To hide from the rain, my friend, Pete, and I drank beer at the 19 on 15th west.
The windows are taped with black paper from back in ’52,
an old man there once told me, when it was the only gay bar in Minneapolis
“Why this place?” Pete asked, “You and Lauren go here, right?”
I told him it was because the men desire each other, so they leave the women in peace
“I wish I had that problem,” he sighed, “Men never do.”

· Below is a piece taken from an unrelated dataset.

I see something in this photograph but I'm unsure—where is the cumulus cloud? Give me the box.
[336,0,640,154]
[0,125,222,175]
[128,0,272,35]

“You’re lucky,” I told him, “because those men don’t even know the easiest parts of you
like being liberal or left-handed or liking Bob Dylan. At worst, you’re a warm hole,
which is grossly disturbing. At best, it’s as absurd as someone liking you for your liver.”
He asked if there was a way to seduce a woman without turning the world misandristic
“Well,” I thought for a minute, “sex is easy enough for a woman to get,
provided she has some illusion of gracefulness and her standards aren’t impossible.
So at least, if you have to try seduction, give her a small benefit of the doubt
to assume that she’s really looking for love.”
“Now that you have love,” he asked, “what do you want?”
“Conflict.”
………
A ruler lay across the wall with 0 through 48 lining its sides in opposite directions while Dave leaned against the corner scaling guitar strings back and forth to C and D minor.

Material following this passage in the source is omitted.